A day earlier, Frey received five coroner calls: Two deaths of Lake County residents in their 40s; a middle-aged man who died of an illness; a Gary teenager who got hit by a train; and an elderly Valparaiso woman who drove her car into Hobart’s Lake George.
That same day, Frey worked closely with a local forensic odontologist (the study of teeth and dental records) to make a positive identification of a woman involved in a house explosion in Lowell earlier in the week.
“As you see, my role as coroner is a dedicated full-time position,” said Frey, who prides herself on taking every call, 24/7. “I sleep with my cell phone under my pillow.”
A county coroner’s role is much more than simply pronouncing decedents “really most sincerely dead,” as Oz’s Munchkin coroner famously quipped. Especially in Lake County, a heavy populated, crash-prone, disease-ridden, homicide-littered county.
Not to mention that the county is home to eight hospitals, 17 municipalities, and several major interstate highways, including the often-perilous Borman Expressway.
“Our office never closes,” said Frey, whose office handles roughly 1,000 cases each year.
Frey, a registered nurse and forensic nurse examiner who started here on Sept. 15, 2012, has already handled 15 cases of Sudden Unexplainable Infant Deaths, or SUID, this year. In fact, Lake County has the highest rate in the state of such deaths, with Indiana ranking second in the country for SUIDs, she noted.
This issue troubles Frey, explaining why she focused on it during most of our chat regarding her office, her daily duties and the routine business of visiting death scene after death scene.
“What bothers me the most is that all of those infant deaths that we handled were preventable,” she said. “Half of those infant deaths were from positional asphyxiation or suffocation.”
In other words, either a parent rolled over on their baby or the infant was improperly put to sleep, possibly (and wrongly) surrounded by stuffed animals, pillows, toys or other soft objects.
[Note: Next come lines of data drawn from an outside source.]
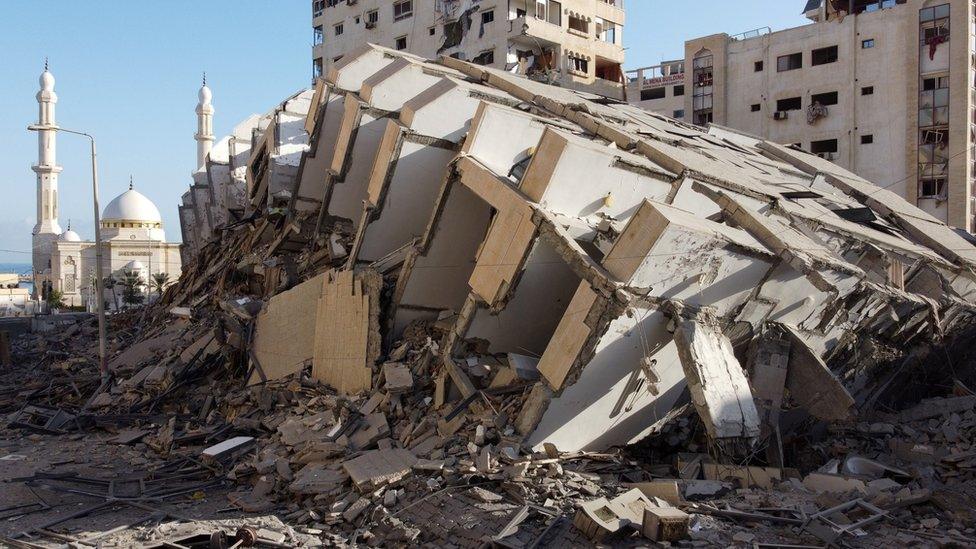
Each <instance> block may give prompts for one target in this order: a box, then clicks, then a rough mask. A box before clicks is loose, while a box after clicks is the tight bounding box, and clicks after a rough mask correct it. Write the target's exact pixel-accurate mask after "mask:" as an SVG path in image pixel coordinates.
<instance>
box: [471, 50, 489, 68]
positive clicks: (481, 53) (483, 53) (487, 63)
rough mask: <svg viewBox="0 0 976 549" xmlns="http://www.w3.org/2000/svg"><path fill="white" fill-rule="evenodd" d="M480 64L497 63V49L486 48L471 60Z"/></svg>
mask: <svg viewBox="0 0 976 549" xmlns="http://www.w3.org/2000/svg"><path fill="white" fill-rule="evenodd" d="M471 62H472V63H475V64H478V65H492V64H494V63H495V50H485V51H483V52H481V53H479V54H478V55H476V56H475V57H474V59H472V60H471Z"/></svg>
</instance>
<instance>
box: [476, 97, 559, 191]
mask: <svg viewBox="0 0 976 549" xmlns="http://www.w3.org/2000/svg"><path fill="white" fill-rule="evenodd" d="M550 122H551V123H553V124H558V125H560V126H563V127H569V128H572V127H573V126H569V125H567V124H566V123H565V122H560V121H557V120H552V121H547V120H545V119H543V118H539V117H535V116H532V115H529V114H526V113H523V112H521V111H518V110H516V109H511V108H508V107H504V106H501V105H495V104H491V103H488V102H482V103H481V105H480V106H479V107H478V112H477V113H476V114H475V117H474V119H473V120H472V121H471V129H470V131H469V132H468V138H467V139H465V140H464V147H463V149H462V152H463V153H465V154H467V155H469V156H472V157H474V158H477V159H478V161H479V162H481V163H482V164H483V165H484V166H485V167H487V168H488V169H490V170H491V171H493V172H495V173H497V174H499V175H502V176H507V175H508V174H509V173H510V172H511V171H512V167H513V166H514V165H516V164H518V163H520V162H524V163H528V161H529V159H530V158H531V157H532V154H533V153H534V152H535V148H536V146H537V145H538V144H539V139H541V138H542V133H543V132H544V131H545V129H546V127H547V124H548V123H550Z"/></svg>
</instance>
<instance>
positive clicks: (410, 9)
mask: <svg viewBox="0 0 976 549" xmlns="http://www.w3.org/2000/svg"><path fill="white" fill-rule="evenodd" d="M412 16H413V0H401V1H400V2H396V3H395V4H393V20H394V21H402V20H404V19H407V18H408V17H412Z"/></svg>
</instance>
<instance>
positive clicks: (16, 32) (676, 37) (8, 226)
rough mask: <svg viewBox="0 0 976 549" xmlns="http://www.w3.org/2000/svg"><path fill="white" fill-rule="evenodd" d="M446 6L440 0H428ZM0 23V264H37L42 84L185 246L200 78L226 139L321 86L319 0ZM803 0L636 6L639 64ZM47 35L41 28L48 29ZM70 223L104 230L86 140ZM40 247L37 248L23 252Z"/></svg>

Higher incidence rates occur in African-American and Hispanic communities, data show.
Young parents should remember their ABCs: Babies should sleep “Alone,” on their “Back” and in a “Crib.”
A national “Safe Sleep” public service campaign is in full force to educate new parents, including an informative DVD presentation that can be played in pediatricians’ waiting rooms.
“We’re doing whatever we can to get the message out,” said Frey, who has given presentations to various groups, organizations and at public meetings.
Frey works with a round-the-clock staff of two medical doctor pathologists, two assistants, nine full-time investigators, one chief, one administrator and a few part-timers.
“I’m very proud of my team and this office,” she said, noting the importance of working closely with other county officials including the sheriff, prosecutor and police departments. “It’s crucial that we preserve the integrity of every investigation.”
Frey said the toughest part of her job — a job she obviously loves — is witnessing the reaction of parents who just lost their child, of any age. But especially of new parents who could have prevented their infant’s death.
“I don’t want Lake County to continue to lead the state in this category,” she said.